Here are a few options for a caption, playing on the cat's very serious expression:

**Playing on Disapproval/Judgment:**

*   "I'm not mad, I'm just disappointed."
*   "The ultimate judge of your life choices."
*   "We need to talk."
*   "That look when you've clearly messed up."
*   "My face when I hear unsolicited advice."
*   "Pretty sure this cat just audited my life."

**Relatable & Humorous:**

*   "Monday morning vibes."
*   "When the Zoom meeting could have been an email."
*   "The librarian cat who shushes you with a glare."
*   "Still waiting for that second breakfast."
*   "Plotting world domination, one glare at a time."

**Short & Punchy:**

*   "Unimpressed."
*   "Serious business."
*   "The intense stare."
*   "Judging you silently."
*   "No nonsense."

Choose the one that best fits the vibe you're going for!


Image Interpretation: Captioning, VQA, and Spatial Awareness

In [10]:
#image captioning
img = PIL.Image.open("/content/cat.jpeg")
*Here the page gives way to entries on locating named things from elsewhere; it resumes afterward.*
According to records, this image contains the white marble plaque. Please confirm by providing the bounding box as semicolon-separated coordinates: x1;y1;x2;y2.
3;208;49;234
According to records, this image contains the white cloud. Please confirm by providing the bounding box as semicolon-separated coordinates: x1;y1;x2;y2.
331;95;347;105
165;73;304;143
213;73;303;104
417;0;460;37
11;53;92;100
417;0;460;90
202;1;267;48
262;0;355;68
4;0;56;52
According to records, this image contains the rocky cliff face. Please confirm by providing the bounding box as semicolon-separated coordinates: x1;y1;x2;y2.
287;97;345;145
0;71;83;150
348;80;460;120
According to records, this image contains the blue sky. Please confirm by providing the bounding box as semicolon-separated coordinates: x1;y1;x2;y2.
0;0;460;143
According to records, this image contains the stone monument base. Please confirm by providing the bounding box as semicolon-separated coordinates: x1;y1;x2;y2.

response = client.models.generate_content(
    model=model_name,
    contents=["Generate a short caption for this image.", img])

print(response.text)


Here are a few short caption options:

*   Those piercing golden eyes.
*   Serious cat is serious.
*   Silently judging.
*   Intense gaze.
*   Not amused.


In [13]:
#visual question answering (VQA): ask specific questions about content

response = client.models.generate_content(
    model=model_name,
    contents=["What is the main color of the cat in the image?", img])
print(response.text)

The cat in the image is a **dark brown and black tabby**.

*   Its fur is predominantly **dark brown** with distinct **black stripes** (characteristic of a tabby pattern).
*   There are also lighter brown/tan areas, particularly around its muzzle and under its chin.
*   Its eyes are a striking **amber/gold** color.


In [14]:
#spatial awareness and object recognition
img = PIL.Image.open("/content/animals.png")

response = client.models.generate_content(
    model=model_name,
    contents=["What is the animal to the left of the dog called?", img])
print(response.text)


The animal to the left of the dog is a **cat**.